19歳の時、寺山修司が主宰するアングラ劇団の芝居を見て、
すっかり演劇の虜になり、以来、ポスター貼りを生業にして、
起業、演劇公演プロデュースまで手掛けてしまったという
著者による、興味深い半自伝的エッセイ。

「好きなことを仕事にしたい」という人は
世の中に数多くいると思いますが、
具体的にどうやったらいいか、
わからないで迷っている方が大半だと思います。

「ポスター貼りからでも好きな世界に関わることはできる」
ということと、好きなこと「だけ」を仕事にするには、
金銭的な誘惑を断ち切り、
好きなことだけやり続けられる
仕組みづくりをすることが大事だ。

周囲を見ている限り、
好きなことを仕事にすることはできても、
それが継続できていない人は多い。

自分サイズの起業を目指す人は、著者の考え方を学ぶことで、
無駄な誘惑、失敗を避けられる。

ポスターを貼りに行くという行為が、
街のいたるところや人々の生活の中にまで演劇や芸術的なものを広げるという、
どこか寺山さんの演劇論に近い行為だという勝手な認識もあった

それまでさまざまな仕事をしてきたが、
どれもぼくでなくてもできる仕事だったし、
代わりの人間はいくらでもいた。
その上、手に職があるわけでもなく稼ぐ手段を持たないし、
食えもしなかったのだ。
そんな精神的・肉体的にも
どん底のような暮らしがあったから、
ポスター貼りの仕事によってできた人と人との結びつきが、
ひとしお嬉しかった

人がやりたがらない仕事を引き受け、
時にバカにされながらも最底辺から演劇を見つづけ、
足で情報を集めてきたことで、
ある日それがプラスに転じることがある

一番いい場所にポスターを貼るのが目標だった

〇ポスター貼りの「三か条」
一、酒の席では絶対に仕事の話をしない。
二、ポスターの制作までは引き受けない。
  あくまでも貼るだけに徹する。
三、小劇団の人とは知り合いにならない。

手を広げれば売上は上がるというが、
それに対する経費やリスクが多くなれば、
安心して仕事に没頭することもできない。
いくら稼げるかよりも、
仕事をしていくら残せるかが大事だと思ったのだ

「どんなに小規模の公演でも、
スタッフとキャスト合わせれば10人くらいいるでしょう。
その人たちで10枚ずつポスターを持って街に貼りに出れば、
1時間で貼れますよ。
ウチに数万円払って依頼するくらいなら、
その分のお金を稽古や芝居の足しにしてください」
小劇団の関係者からポスター貼りの問い合わせを受けた時に、
ぼくは実際にこう言って断っていた

実は会社設立当時の若い頃に、
「壁の買い切り」を本気で考えたこともある。
でも、やめました。

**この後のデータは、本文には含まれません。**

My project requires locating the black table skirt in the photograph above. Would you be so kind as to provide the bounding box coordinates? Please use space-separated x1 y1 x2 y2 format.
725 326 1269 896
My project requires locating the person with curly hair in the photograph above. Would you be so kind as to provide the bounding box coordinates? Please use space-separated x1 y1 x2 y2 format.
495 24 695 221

考えているうちに、違うなと思った。
壁を買い切ったならば、そのスペースを埋めるために
営業活動をしなければならない

自分を騙してまで世間の価値観に合わせようとしていたら、
いつになっても人に頼ったり甘えるだけだ

競合する相手がいないから、相場もなければ値引き合戦もない

「好きなことを仕事にする」といった場合、
好きなことが仕事になっていないか、
カタログから「探す」人が多いのですが、
それでは好きなことを、好きなやり方でやることはできません。

昔、カルチュア・コンビニエンス・クラブの増田さんが、
5W1Hの頭に「好きな」を付ければ理想の仕事になる、
とおっしゃっていましたが、
まさにそのためには「仕組みづくり」が重要です。

「好き」を仕事にするための考え方と仕組みづくり。